Mit "Bleeding Edge" paraphrasiert Pynchon seinen Roman "Vineland" von 1990. Auch in diesem Buch beschrieb er das harte Scheitern einer Gegenkultur - in diesem Fall jener der Hippies und Alternativmedienmacher der 1960er Jahre - an der enthemmten Brutalität des US-amerikanischen Sicherheitsapparats. Zeigte Pynchon damals den amerikanischen Nordwesten als eine Art Totenreich, das von schattenhaften Figuren, den Thanatoiden, bevölkert wurde, so übernimmt in "Bleeding Edge" das Internet diese Rolle. Logisch: Das Internet war einst der Neue Westen, nun ist es NSA County, ein verbranntes Land.
Hippies wie Hayden
Eine seiner Gegenkulturfiguren lässt Pynchon am Ende gar ähnlich argumentieren wie unlängst Ex-NSA-Chef Michael Hayden: Das US-Militär habe das Internet schließlich erfinden lassen, also könne es dort auch agieren, wie es ihm beliebe.

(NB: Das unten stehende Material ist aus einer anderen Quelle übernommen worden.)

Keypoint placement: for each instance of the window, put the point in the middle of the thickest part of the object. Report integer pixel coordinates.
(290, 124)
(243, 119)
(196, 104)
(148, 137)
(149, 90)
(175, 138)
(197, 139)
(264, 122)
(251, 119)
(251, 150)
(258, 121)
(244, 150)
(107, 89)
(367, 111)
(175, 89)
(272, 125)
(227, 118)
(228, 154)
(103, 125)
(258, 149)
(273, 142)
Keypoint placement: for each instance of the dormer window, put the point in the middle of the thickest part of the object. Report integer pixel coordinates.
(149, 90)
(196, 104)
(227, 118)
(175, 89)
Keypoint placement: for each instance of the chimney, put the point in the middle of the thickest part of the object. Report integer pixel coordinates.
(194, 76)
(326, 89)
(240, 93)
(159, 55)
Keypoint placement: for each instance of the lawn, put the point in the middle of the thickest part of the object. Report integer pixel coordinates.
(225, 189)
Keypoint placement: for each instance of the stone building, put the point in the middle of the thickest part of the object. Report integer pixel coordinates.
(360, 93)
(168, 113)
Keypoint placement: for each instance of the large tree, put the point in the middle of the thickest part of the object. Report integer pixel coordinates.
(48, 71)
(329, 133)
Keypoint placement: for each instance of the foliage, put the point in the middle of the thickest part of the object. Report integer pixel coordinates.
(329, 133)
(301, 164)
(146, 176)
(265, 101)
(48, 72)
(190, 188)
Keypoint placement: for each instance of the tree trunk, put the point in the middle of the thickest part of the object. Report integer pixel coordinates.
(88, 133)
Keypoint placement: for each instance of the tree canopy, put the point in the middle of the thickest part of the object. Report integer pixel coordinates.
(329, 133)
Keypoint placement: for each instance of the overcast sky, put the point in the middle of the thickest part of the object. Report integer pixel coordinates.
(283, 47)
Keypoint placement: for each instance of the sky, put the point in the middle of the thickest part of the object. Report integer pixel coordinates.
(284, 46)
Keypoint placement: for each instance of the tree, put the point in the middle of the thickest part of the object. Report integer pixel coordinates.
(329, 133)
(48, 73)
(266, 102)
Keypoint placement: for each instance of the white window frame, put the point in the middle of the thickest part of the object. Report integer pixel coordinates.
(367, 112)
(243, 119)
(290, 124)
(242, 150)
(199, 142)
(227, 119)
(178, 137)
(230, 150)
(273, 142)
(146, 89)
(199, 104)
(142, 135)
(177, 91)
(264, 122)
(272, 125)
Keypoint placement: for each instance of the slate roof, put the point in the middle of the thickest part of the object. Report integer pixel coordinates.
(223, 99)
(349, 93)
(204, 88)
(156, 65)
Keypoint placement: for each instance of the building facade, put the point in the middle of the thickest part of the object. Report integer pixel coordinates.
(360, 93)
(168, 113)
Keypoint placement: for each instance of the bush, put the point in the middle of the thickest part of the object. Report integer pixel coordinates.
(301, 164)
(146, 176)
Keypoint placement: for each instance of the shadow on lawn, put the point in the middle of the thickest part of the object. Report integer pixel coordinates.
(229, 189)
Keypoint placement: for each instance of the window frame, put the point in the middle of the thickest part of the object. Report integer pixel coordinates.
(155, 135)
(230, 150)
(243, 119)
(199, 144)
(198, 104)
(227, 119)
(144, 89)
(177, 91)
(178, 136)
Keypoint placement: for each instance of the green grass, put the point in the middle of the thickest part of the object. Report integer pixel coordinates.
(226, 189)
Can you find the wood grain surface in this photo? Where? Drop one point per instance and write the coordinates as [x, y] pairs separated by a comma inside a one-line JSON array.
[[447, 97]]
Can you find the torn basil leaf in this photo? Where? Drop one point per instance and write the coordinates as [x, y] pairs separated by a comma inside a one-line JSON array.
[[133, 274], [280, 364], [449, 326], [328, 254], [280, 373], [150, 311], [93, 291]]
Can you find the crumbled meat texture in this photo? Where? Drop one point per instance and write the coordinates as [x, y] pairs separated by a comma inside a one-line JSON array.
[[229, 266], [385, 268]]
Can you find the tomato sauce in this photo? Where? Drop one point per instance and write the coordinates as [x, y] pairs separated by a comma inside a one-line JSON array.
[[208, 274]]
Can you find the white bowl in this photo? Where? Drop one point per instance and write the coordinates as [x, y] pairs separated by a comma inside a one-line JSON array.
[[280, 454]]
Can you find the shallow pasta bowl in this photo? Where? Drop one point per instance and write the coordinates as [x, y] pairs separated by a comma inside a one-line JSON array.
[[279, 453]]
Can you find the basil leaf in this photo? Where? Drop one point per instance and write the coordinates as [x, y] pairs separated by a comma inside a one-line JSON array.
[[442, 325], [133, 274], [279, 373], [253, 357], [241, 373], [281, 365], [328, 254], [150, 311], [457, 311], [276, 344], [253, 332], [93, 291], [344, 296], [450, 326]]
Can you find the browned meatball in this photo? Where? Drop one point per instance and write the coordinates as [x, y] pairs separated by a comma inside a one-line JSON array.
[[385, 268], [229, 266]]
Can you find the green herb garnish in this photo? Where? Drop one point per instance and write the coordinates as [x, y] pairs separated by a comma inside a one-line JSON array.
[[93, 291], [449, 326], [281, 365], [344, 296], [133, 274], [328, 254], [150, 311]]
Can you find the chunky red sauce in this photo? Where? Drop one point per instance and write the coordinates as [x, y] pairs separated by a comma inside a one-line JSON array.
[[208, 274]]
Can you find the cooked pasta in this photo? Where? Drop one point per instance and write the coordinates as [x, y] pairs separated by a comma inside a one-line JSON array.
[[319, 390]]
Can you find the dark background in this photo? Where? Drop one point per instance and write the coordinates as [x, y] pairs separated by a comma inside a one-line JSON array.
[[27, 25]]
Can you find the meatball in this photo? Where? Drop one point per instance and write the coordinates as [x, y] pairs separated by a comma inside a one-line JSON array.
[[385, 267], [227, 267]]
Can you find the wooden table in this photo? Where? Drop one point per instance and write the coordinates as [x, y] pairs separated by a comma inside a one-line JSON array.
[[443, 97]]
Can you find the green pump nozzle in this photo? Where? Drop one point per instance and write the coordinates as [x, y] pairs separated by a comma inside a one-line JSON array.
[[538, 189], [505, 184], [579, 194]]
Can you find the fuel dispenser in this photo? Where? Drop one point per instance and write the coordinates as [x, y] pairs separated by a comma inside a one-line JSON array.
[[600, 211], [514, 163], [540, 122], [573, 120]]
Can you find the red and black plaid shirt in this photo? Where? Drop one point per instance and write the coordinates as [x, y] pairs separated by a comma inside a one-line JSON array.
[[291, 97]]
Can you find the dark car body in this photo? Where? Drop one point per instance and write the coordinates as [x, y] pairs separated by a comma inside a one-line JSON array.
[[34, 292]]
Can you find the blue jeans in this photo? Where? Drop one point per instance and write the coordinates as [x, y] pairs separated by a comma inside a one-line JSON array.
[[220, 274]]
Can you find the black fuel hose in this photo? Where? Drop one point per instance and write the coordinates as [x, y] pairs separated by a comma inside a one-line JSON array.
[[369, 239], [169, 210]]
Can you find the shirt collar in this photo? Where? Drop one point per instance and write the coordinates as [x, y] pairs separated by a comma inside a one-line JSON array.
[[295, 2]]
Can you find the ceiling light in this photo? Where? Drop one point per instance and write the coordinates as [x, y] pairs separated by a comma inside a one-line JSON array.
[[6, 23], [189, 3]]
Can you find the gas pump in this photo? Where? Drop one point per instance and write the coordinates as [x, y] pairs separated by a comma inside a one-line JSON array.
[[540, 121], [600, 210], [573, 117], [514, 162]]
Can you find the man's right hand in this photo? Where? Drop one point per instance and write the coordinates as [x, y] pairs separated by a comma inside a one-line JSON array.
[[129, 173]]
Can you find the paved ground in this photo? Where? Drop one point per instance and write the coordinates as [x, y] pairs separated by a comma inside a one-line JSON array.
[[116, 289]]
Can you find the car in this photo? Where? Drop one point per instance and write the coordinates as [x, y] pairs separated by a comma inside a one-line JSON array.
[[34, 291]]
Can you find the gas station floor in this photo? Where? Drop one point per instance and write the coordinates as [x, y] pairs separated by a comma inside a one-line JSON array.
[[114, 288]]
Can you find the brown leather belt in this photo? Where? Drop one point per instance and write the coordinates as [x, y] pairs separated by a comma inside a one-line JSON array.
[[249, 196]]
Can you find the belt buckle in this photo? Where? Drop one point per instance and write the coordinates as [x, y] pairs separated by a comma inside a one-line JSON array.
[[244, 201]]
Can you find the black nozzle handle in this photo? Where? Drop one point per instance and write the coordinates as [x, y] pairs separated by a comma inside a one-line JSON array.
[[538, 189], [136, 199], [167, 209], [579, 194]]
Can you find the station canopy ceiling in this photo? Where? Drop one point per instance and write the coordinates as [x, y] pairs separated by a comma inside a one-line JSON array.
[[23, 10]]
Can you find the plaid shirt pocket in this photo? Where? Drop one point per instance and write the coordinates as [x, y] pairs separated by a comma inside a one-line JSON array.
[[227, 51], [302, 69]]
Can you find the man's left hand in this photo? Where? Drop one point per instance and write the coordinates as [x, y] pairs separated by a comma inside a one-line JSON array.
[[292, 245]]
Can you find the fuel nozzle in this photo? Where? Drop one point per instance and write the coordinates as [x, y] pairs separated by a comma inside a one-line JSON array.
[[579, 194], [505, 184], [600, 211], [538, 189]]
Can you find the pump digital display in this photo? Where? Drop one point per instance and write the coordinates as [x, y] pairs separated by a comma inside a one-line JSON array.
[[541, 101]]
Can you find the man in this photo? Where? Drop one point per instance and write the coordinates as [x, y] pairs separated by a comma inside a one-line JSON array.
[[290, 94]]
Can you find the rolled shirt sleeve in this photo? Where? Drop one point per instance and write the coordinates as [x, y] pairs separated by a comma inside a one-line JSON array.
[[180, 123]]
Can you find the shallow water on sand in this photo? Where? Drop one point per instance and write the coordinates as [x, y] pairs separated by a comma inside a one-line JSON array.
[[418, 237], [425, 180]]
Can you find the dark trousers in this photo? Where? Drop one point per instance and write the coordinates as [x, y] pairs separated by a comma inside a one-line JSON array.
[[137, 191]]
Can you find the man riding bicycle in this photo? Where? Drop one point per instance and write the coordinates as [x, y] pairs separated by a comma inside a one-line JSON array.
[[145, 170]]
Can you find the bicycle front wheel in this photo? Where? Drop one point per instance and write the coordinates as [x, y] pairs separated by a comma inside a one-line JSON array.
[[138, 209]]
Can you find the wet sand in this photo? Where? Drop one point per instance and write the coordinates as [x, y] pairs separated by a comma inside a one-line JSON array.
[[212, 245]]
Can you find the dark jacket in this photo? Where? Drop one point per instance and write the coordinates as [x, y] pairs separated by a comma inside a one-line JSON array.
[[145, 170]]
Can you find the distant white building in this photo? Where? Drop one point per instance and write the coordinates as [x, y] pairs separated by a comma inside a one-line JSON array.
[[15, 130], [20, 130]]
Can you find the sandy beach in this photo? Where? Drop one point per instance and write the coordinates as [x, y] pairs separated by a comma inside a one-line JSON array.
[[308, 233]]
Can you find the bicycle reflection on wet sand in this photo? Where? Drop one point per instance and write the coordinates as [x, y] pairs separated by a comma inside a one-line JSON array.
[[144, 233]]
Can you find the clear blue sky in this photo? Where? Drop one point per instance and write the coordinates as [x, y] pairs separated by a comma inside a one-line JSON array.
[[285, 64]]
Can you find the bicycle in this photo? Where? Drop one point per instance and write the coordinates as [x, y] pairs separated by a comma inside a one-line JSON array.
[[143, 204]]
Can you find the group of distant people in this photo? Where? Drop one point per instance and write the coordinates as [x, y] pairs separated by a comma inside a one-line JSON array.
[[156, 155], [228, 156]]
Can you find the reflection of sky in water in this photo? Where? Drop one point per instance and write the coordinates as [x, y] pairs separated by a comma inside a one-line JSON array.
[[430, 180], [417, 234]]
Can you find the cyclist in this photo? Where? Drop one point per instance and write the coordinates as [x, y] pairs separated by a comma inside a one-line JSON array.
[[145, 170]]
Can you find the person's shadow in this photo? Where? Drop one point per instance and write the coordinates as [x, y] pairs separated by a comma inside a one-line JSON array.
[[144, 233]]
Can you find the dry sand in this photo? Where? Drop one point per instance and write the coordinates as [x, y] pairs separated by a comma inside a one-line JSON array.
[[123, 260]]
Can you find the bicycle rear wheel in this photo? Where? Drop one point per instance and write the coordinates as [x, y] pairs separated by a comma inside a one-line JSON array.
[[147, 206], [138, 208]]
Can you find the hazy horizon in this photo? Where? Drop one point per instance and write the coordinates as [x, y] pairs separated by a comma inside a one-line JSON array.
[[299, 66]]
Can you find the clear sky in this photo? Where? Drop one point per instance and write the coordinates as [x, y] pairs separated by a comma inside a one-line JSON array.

"Bleeding Edge" wurde von der Zeitgeschichte zu einem Artefakt geadelt, in dem Realität und Fiktion ineinander fließen. Pynchon konnte ja nicht ahnen, dass kurz vor Erscheinen des Buchs ein gewisser Edward Snowden seine eigenen paranoiden Tropen als kalte Fakten enthüllen würde. Dieser unwahrscheinliche Zufall geht mit Pynchons Erzählstrategie in eine ungute Resonanz. Er ist angetreten, das amerikanische Grauen zu bannen, indem er es als Farce darstellt. Aber nun, post Snowden, mutet es so an, als würde er in einem dunklen Keller lachen, den alle seine Leser schon bei eingeschaltetem Licht gesehen haben, der Autor kann seine Taschenlampe weglegen, den Plot seiner Pfadfinderlager-Gruselgeschichte hat bereits General Hayden erzählt. Ja, sogar die Literatur verpfuscht uns die NSA.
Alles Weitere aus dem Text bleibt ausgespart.